Imaginary Free Time

The Spring semester has ended, which means I'm a day or two short of being completely done in the old research group, and ready to start work in this new acoustics group.  With the end of teaching duties and typical GCF scheduling, I like to think that I'll now have more time available to do other things... which include but are not limited to swimming, sailing, dinner groups, sewing, reading, traveling, and continued kitchen adventures.

Hey, look at that, I've managed to give myself plenty to do this summer.  I guess there's no such thing as "free time" in my life.  At least this summer I won't be committing to any musicals or similar huge endeavors.

Since this weekend marks a good in-between point before I construct a new hectic schedule for myself, I've taken some time to make a more complicated cookie from my recipe book.

97. Chocolate Pistachio Cookies
I said above that these are complicated cookies.  The reason for this is not that the recipe calls for many ingredients, but rather that several steps are involved.  First, a chocolate filling is made with egg yolks (yes, they're raw), melted semisweet chocolate, and a simple syrup, and then must cool in the refrigerator for at least 45 minutes.  The cookies themselves are pistachio paste with some sugar and an egg white to hold the mix together.  These cookies were baked, allowed to cool, sandwiched with the filling, and then frozen for an hour before being covered in bittersweet chocolate.

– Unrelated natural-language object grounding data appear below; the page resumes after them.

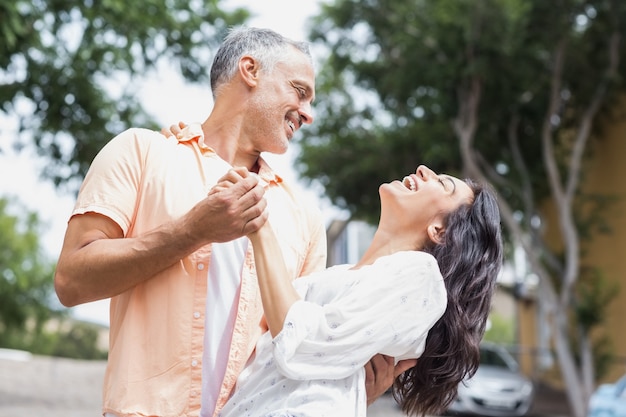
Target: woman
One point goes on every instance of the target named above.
(421, 290)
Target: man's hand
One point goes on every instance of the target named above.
(380, 374)
(234, 207)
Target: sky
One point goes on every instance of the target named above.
(169, 99)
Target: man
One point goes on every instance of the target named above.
(150, 232)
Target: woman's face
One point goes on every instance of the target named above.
(422, 199)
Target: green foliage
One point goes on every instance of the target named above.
(26, 288)
(68, 67)
(398, 70)
(594, 294)
(30, 318)
(79, 342)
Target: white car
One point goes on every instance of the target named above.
(497, 389)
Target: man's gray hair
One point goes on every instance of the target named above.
(265, 45)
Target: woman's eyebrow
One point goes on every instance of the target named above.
(453, 183)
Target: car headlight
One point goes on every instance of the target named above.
(527, 388)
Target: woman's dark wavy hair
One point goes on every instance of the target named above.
(470, 258)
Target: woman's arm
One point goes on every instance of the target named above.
(277, 291)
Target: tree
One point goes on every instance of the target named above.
(509, 90)
(68, 68)
(26, 289)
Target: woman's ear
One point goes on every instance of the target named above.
(249, 70)
(435, 232)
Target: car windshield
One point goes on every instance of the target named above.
(493, 358)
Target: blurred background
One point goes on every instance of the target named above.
(527, 95)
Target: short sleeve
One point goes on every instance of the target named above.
(389, 308)
(112, 184)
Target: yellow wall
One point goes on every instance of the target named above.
(604, 173)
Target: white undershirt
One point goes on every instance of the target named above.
(224, 283)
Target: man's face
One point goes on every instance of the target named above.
(282, 102)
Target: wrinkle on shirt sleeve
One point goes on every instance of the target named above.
(389, 310)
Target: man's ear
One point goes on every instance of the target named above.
(435, 232)
(249, 70)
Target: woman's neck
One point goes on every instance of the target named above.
(384, 243)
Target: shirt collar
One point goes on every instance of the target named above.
(193, 132)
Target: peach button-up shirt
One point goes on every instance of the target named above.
(140, 180)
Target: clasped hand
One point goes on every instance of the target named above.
(233, 208)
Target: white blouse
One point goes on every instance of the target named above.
(315, 365)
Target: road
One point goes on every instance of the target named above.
(55, 387)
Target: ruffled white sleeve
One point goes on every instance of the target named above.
(388, 308)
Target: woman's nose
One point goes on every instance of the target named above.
(424, 172)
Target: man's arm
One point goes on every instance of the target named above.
(97, 262)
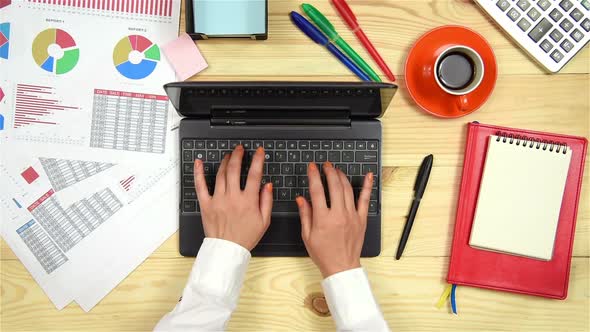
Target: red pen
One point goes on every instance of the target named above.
(348, 17)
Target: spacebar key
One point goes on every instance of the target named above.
(290, 206)
(540, 30)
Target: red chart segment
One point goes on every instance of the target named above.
(36, 105)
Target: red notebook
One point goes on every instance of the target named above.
(487, 269)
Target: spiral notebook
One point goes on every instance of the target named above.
(518, 205)
(517, 271)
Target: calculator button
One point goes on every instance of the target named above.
(567, 45)
(566, 25)
(503, 5)
(513, 14)
(544, 4)
(546, 46)
(523, 4)
(566, 5)
(577, 35)
(540, 30)
(556, 15)
(534, 14)
(577, 15)
(556, 56)
(523, 24)
(556, 35)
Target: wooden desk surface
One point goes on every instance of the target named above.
(275, 292)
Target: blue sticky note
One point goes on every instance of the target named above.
(229, 17)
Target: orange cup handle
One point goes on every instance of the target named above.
(462, 103)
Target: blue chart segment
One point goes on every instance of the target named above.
(136, 57)
(4, 40)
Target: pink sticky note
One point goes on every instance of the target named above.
(184, 56)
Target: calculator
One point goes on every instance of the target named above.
(551, 31)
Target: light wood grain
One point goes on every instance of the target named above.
(273, 296)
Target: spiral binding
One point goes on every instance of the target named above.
(531, 142)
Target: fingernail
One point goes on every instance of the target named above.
(299, 201)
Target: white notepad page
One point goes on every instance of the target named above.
(520, 198)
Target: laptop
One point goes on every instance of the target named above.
(296, 123)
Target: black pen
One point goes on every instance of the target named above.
(419, 187)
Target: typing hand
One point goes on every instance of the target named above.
(240, 216)
(334, 236)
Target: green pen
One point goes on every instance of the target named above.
(322, 22)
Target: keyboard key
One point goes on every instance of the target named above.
(503, 5)
(354, 169)
(212, 155)
(370, 168)
(566, 25)
(189, 206)
(557, 56)
(189, 193)
(294, 156)
(577, 15)
(200, 155)
(188, 168)
(280, 156)
(290, 181)
(347, 156)
(524, 24)
(577, 35)
(544, 4)
(567, 45)
(366, 156)
(287, 169)
(187, 155)
(303, 145)
(546, 46)
(523, 4)
(300, 169)
(556, 14)
(373, 206)
(540, 30)
(321, 156)
(534, 14)
(188, 144)
(566, 5)
(302, 181)
(334, 156)
(556, 35)
(513, 14)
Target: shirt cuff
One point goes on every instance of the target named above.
(351, 301)
(219, 269)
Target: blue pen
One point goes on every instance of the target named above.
(317, 36)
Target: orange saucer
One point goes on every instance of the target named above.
(419, 71)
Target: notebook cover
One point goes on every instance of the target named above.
(480, 268)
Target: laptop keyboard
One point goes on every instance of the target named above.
(285, 166)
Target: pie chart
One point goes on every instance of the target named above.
(55, 51)
(136, 57)
(4, 40)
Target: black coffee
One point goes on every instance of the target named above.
(456, 71)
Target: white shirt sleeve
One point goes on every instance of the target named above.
(351, 302)
(213, 289)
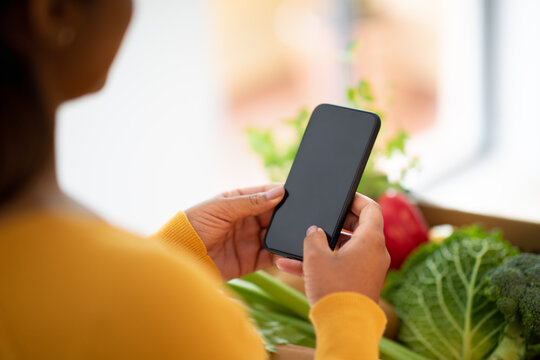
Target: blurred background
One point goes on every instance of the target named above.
(461, 77)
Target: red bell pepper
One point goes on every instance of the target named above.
(404, 226)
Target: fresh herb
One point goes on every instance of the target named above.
(278, 156)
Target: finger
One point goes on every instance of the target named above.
(250, 190)
(371, 216)
(290, 266)
(315, 242)
(370, 227)
(342, 240)
(264, 218)
(241, 206)
(359, 203)
(351, 222)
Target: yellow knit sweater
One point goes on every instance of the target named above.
(75, 288)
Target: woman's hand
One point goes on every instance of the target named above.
(232, 226)
(359, 263)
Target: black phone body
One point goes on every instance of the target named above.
(323, 179)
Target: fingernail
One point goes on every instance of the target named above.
(275, 193)
(311, 230)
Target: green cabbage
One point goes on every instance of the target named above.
(439, 297)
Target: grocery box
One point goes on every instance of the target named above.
(523, 234)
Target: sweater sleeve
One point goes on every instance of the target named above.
(348, 326)
(178, 233)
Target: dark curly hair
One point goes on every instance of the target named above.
(26, 133)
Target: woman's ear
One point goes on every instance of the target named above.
(54, 24)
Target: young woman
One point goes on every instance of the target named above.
(74, 287)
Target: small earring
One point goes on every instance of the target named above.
(66, 36)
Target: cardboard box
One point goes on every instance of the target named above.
(523, 234)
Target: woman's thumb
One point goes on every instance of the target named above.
(254, 204)
(315, 242)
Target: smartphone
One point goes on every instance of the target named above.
(323, 178)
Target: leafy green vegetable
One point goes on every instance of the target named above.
(439, 297)
(515, 289)
(282, 318)
(278, 156)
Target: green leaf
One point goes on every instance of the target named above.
(439, 299)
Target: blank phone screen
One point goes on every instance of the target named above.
(323, 178)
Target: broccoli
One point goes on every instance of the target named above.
(515, 289)
(438, 295)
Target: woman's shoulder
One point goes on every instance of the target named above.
(77, 242)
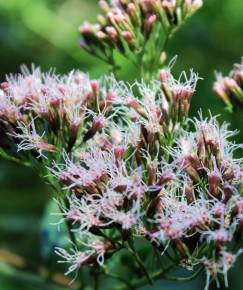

The result of this 2+ hour project is a moderately crunchy cookie that tastes just like pistachios, a kind of mushy filling, and a strong taste of chocolate.  Considering the few ingredients involved, these two tastes are really the only ones I expected, although (as I've mentioned previously) I am not particularly fond of pistachios.  My boyfriend assures me the cookies are very delicious, though, so that's good.

As far as personal preference goes, I think I prefer the Sarah Bernhardt cookies I made last year, since they had a very similar texture, and I most definitely like almond better than pistachios.


  1. darn it. it lost my comment.

    Anyways. 2 hours isnt' bad for a cookie.

    Takes me precisely 3 hours and 45 minutes for a single batch of Tiramisu. 10.5 hours if it's a triple batch. That doesn't include the 2 hours that I spent on the chocolate decor after that.

    Also not quite as bad as doing chocolate molten cakes (6 at a time), about an hour per batch. Two collapsed, so ended up with 22 out of 24 in 6 hours, and eventually just dumped the rest of the batter into a pyrex dish (a la brownie) to speed things up as I had two other courses to get out.

  2. P.S. just be glad that you're only doing cookies.

    If I were to attempt to pull off the entire Baking and Pastry book (published by the Culinary Institute of America) in all its 833-pages of deliciousness, it'll PROBABLY take me the greater part of 5 years, if I were to do one a week.

    On the upside - who wants a wedding cake? (Yes, there's a recipe for that in there as well. As well as tips for construction, but less so design, other than the actual like pastry techniques.)

    That ought to be a "fun" 8-, 9-, or maybe even upto 17-hours.

    (Which I don't feel so bad considering Le Coupe de Monde de la Patisserie gets 9 hours, dealing with the pros, and having a LOT more to do.)